In summary, the only factor that weighs in favor of finding egregious harm is the
omission of the instruction itself. All the other factors are neutral or support the lack of any
harm. We conclude that there was no egregious error in this situation. See Arrington v. State,
451 S.W.3d 834, 845 (Tex.Crim.App. 2015)(finding no egregious error when the “evidence in
the entire record and the analytical meaning of the jury’s verdicts in the aggregate show that the
erroneous instructions did not cause actual harm to appellant”); Cosio, 353 S.W.3d at 777-78
10
(no egregious harm when there were no factors outside of the charge itself); Tabor, 88 S.W.3d at
789; Brown, 45 S.W.3d at 232. Accordingly, we overrule Issue One.
INEFFECTIVE ASSISTANCE OF COUNSEL
In Issue Two, Appellant claims that his trial counsel’s failure to have the trial court re-
charge the jury with the Article 37.07 instruction denied him effective assistance of counsel. To
prevail on a claim of ineffective assistance of counsel, Appellant must satisfy a two-prong test by
a preponderance of evidence showing that: (1) his attorney’s performance was deficient; and
that (2) his attorney’s deficient performance deprived him of a fair trial. Strickland v.
Washington, 466 U.S. 668, 687, 104 S.Ct. 2052, 2064, 80 L.Ed.2d 674 (1984); Ex parte
Chandler, 182 S.W.3d 350, 353 (Tex.Crim.App. 2005). Appellant must satisfy both Strickland
components, and the failure to show either deficient performance or prejudice will defeat an
ineffectiveness claim. Perez v. State, 310 S.W.3d 890, 893 (Tex.Crim.App. 2010), citing
Thompson v. State, 9 S.W.3d 808, 813 (Tex.Crim.App. 1999).

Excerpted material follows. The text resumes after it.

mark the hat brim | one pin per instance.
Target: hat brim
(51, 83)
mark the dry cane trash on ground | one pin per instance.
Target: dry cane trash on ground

When the prejudice prong of Strickland is dispositive of the ineffective claim, we need
only address that prong on appeal. See Seamster v. State, 344 S.W.3d 592, 594 (Tex.App.--
Houston [14th Dist.] 2011, pet. ref’d); My Thi Tieu v. State, 299 S.W.3d 216, 225 (Tex.App.--
Houston [14th Dist.] 2009, pet. ref’d)(it is unnecessary to determine whether trial counsel’s
representation was deficient if appellant cannot satisfy the second Strickland prong), citing
Strickland, 466 U.S. at 697, 104 S.Ct. at 2069-70. Under this second prong, Appellant must
show that counsel’s errors were so serious that they deprived him of a fair and reliable trial.
Strickland, 466 U.S. at 687, 104 S.Ct. at 2064; Perez, 310 S.W.3d at 893 (to establish prejudice,
the defendant must show a reasonable probability exists that, but for counsel’s deficient
performance, the result of the proceeding would have been different).
11
For the same reasons as noted in the Appellant’s first issue, we find no prejudice from
any failure in re-charging the jury. There was no serious dispute that Appellant had two prior
felony convictions just as alleged in the enhancement charge. He stipulated to being the same
person for which there were records documenting the convictions. And while his testimony
reflected some confusion about the dates and specifics for one of the convictions, once shown the
penitentiary packet, his recollection was refreshed and he acknowledged the conviction.
Moreover, the jury’s decision to assess the absolute minimum available sentence, and assess no
fine, shows a lack of prejudice from the admission of the multiple other references to arrests and
convictions found in the State’s exhibits. See Graves v. State, 176 S.W.3d 422, 437 (Tex.App.--
Houston [1st Dist.] 2004, pet. struck)(because there was no prejudice in failure to give 37.07
instruction, there was no prejudice under Strickland for failure to ask for the charge). We
overrule Issued Two and affirm the judgment of the trial court below.
May 13, 2015
ANN CRAWFORD McCLURE, Chief Justice
Before McClure, C.J., Rodriguez, and Hughes, JJ.